James’s Street succeeds to Thomas Street. Here the enormous brewery of Messrs Guinness begins to dominate the district. Ireland is a land of slow growth and gradual progress, even in commercial matters. There have been fortunes made in business in Dublin, but their acquisition has been spread over very many years. Even a manufacturing firm like Guinness’s has a history of close upon a century and a half.
At the end of James’s Street the road divides near an ancient stone pillar. The right-hand branch, Bow Lane, goes down hill, while the road to the left remains on the higher level. Off Bow Lane is situated S. Patrick’s Hospital for Lunatics, founded by money bequeathed for the purpose by Dean Swift. It was the first institution of its kind in Ireland, but, unfortunately, it has had many successors. Irishmen are prone to insanity, doubtless for the same reason as applied to the founder himself, namely, that - *
” *Great wits are, sure, to madness near allied.”
This asylum was built when chains and cruel restraints were the only treatment for the insane. Its thick walls and small windows, now being replaced by larger openings, show the influence of this idea. Its fine wards are a remarkable feature. They run the whole length of the building, are 345 feet long by 14 wide, and terminate in old-fashioned, small-paned windows. The bedrooms or cells open off these corridors.

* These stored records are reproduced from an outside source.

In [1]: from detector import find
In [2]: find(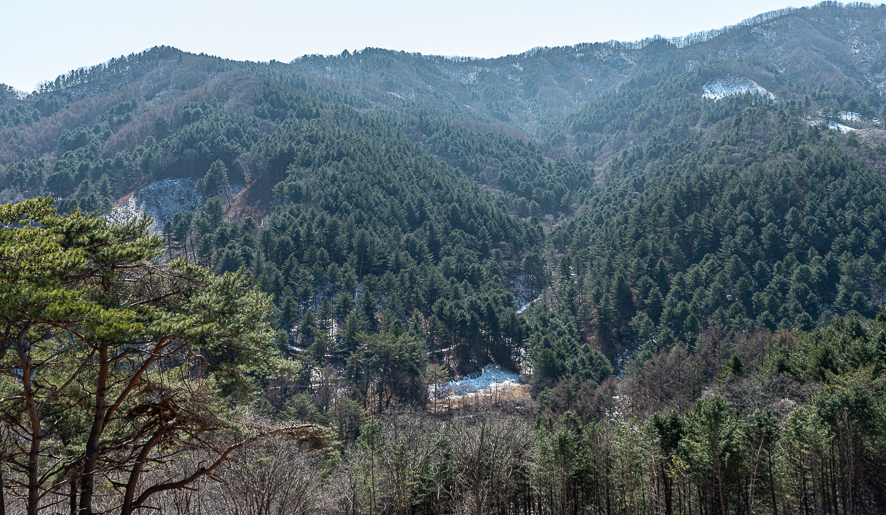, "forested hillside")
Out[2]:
[0,3,886,515]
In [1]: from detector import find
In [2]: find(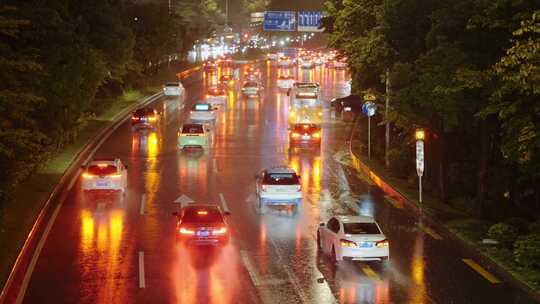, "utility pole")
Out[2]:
[384,68,391,168]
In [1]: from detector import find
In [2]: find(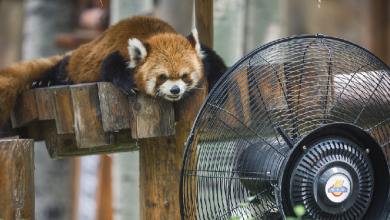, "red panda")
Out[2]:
[0,16,227,125]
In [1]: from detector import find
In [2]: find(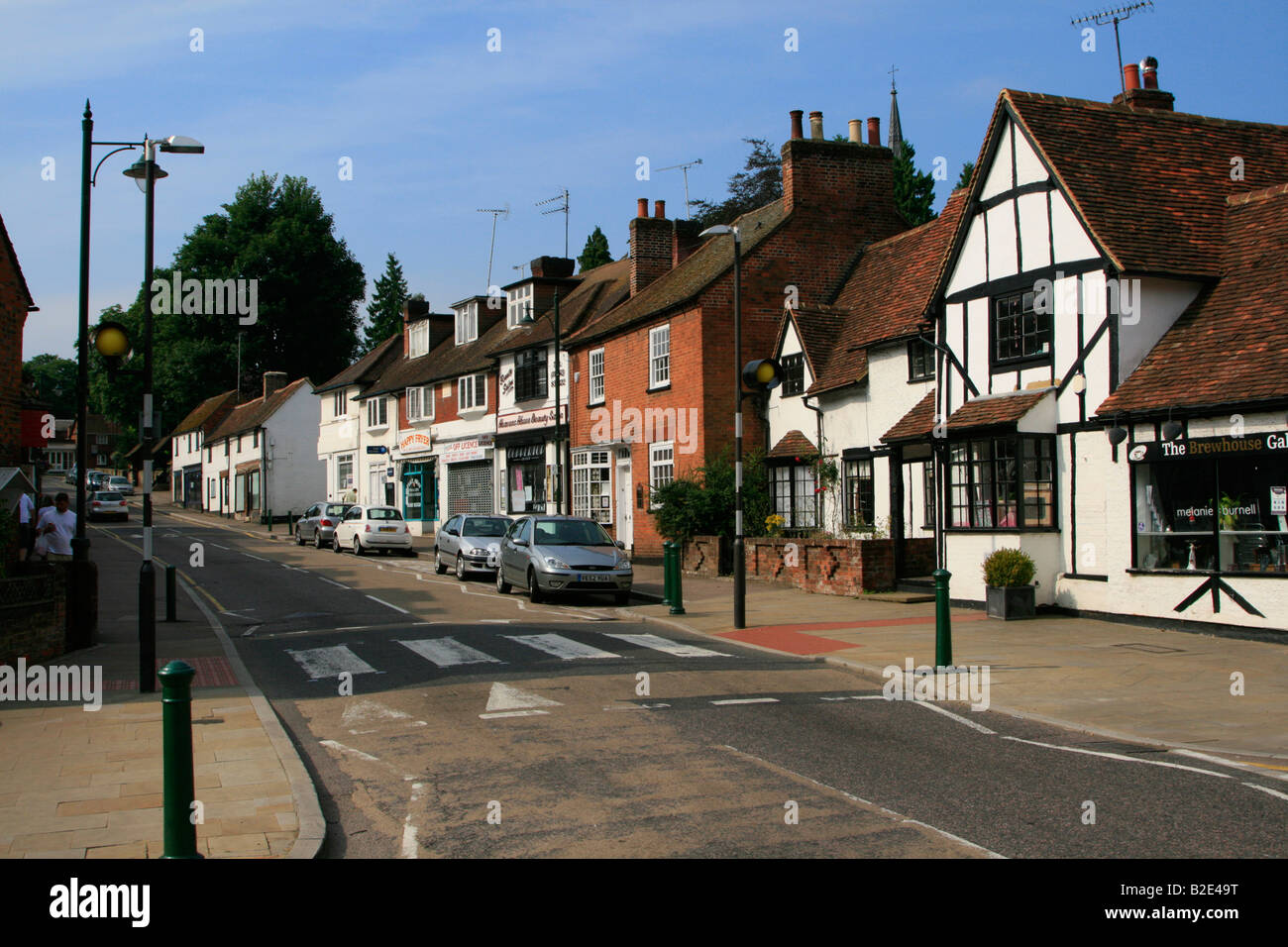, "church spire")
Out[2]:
[886,64,903,158]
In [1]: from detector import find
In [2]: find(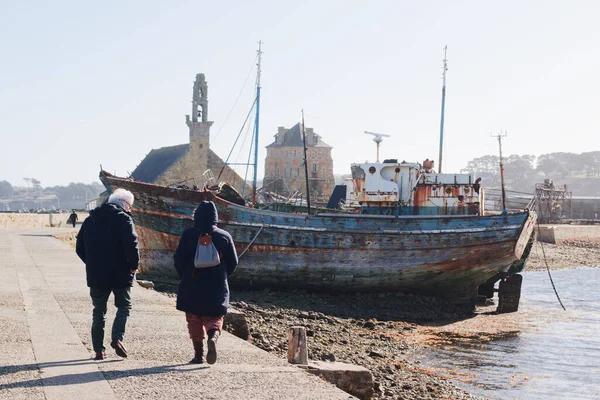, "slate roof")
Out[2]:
[267,122,331,148]
[131,144,188,183]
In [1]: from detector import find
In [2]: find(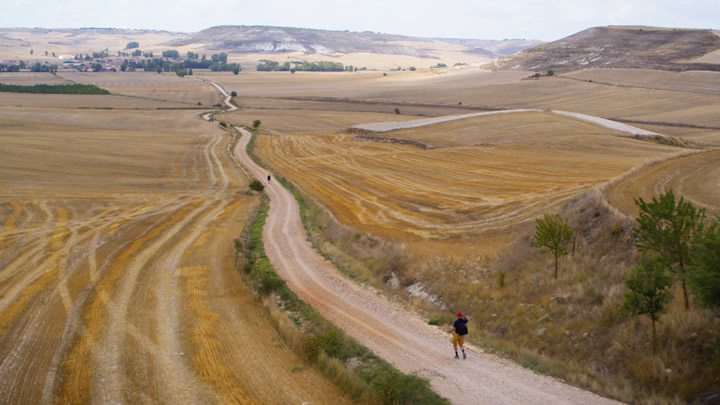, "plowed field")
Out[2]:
[605,150,720,217]
[250,112,678,254]
[0,98,346,404]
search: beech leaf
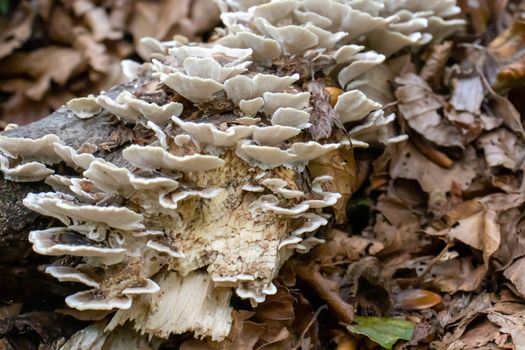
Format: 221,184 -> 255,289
348,316 -> 415,349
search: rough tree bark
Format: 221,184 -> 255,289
0,77 -> 145,264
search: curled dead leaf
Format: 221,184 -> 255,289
308,147 -> 358,223
394,289 -> 442,310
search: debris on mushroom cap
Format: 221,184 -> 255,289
29,227 -> 126,261
160,72 -> 224,102
24,192 -> 144,230
118,91 -> 183,125
224,73 -> 299,104
46,266 -> 100,288
53,142 -> 96,169
182,57 -> 252,83
334,90 -> 381,123
271,107 -> 311,129
119,60 -> 142,82
16,0 -> 461,340
122,145 -> 224,172
66,290 -> 133,310
172,117 -> 253,147
66,96 -> 102,119
239,97 -> 264,115
96,93 -> 140,123
253,125 -> 301,146
0,134 -> 61,164
263,92 -> 310,116
83,159 -> 179,197
0,154 -> 55,182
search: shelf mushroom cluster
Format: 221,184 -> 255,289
0,0 -> 462,339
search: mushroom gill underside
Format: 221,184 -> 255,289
0,0 -> 463,340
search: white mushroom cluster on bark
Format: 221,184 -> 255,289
0,0 -> 462,340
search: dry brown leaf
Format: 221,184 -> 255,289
488,19 -> 525,91
0,46 -> 84,100
0,1 -> 35,59
488,313 -> 525,349
395,73 -> 466,148
503,257 -> 525,298
478,128 -> 525,170
390,142 -> 476,193
308,147 -> 358,224
394,289 -> 442,310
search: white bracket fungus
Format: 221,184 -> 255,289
13,0 -> 463,340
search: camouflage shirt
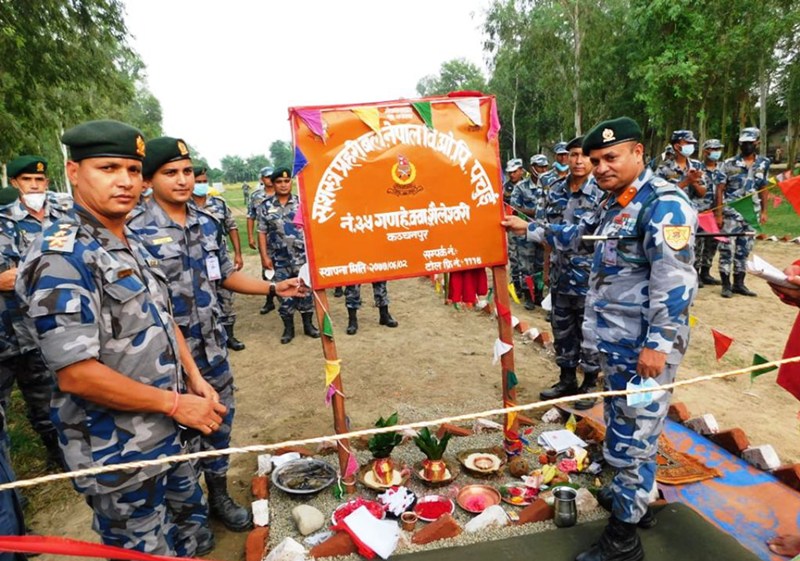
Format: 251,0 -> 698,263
128,199 -> 233,376
16,205 -> 183,494
258,195 -> 306,268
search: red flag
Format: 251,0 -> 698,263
778,175 -> 800,214
711,328 -> 733,360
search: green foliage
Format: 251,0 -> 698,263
414,427 -> 453,460
367,411 -> 403,458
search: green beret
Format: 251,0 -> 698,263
61,120 -> 145,162
142,136 -> 192,179
583,117 -> 642,156
270,168 -> 292,181
6,156 -> 47,179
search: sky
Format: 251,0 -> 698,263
125,0 -> 489,167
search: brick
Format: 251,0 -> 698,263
308,532 -> 358,557
708,428 -> 750,456
411,514 -> 461,545
667,401 -> 692,424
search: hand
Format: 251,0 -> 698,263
500,215 -> 528,236
636,347 -> 667,378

Among the curiosities here are a walnut escritoire which once belonged to Swift himself, and also the wooden benches from the old House of Parliament, high and solid, uncushioned, and, one would think, very uncomfortable. Just after the pillar is passed, Basin Lane turns off to the left from the upper of the two branches. Its name is not, as would at first appear, derived from the familiar household utensil. It leads to the old city reservoir, or “basin,” as it was then called. An ornamented doorway, in which is set an iron gate, gives a glimpse of a very considerable stretch of water, bordered by walks and adorned by some trees at the further end. Pleasure was mixed with utility here.
The city fathers, in or about the year 1308**, **constructed a watercourse from the Dodder at Templeogue to Dublin, whither it flowed by gravity, and was dispersed in pipes down the chief streets without the difficulties involved in a system of pumping or well-sinking. However, the supply was so uncertain, when drought reduced the volume of the Dodder, that, 200 years ago, the Corporation built a reservoir to store the water in time of plenty. This “basin” became the popular resort of the 18th century. Fashionable assemblies were held here every evening. Bands, concerts, and fireworks provided amusement for its frequenters. Even now it retains some trace of its former amenities. Its tranquil waters ripple pleasantly now and then under the breeze, which sweeps down from the distant blue hills visible to the south. Dublin still gets its water from the mountains, but from Vartry, many miles beyond the old source at Templeogue.
After leaving Basin Lane, gardens and fields begin to appear among the weather-worn houses of Mount Brown. The tower of the Royal Hospital, “embosomed high in tufted trees,” shows that the traveller has arrived at the suburb of Kilmainham.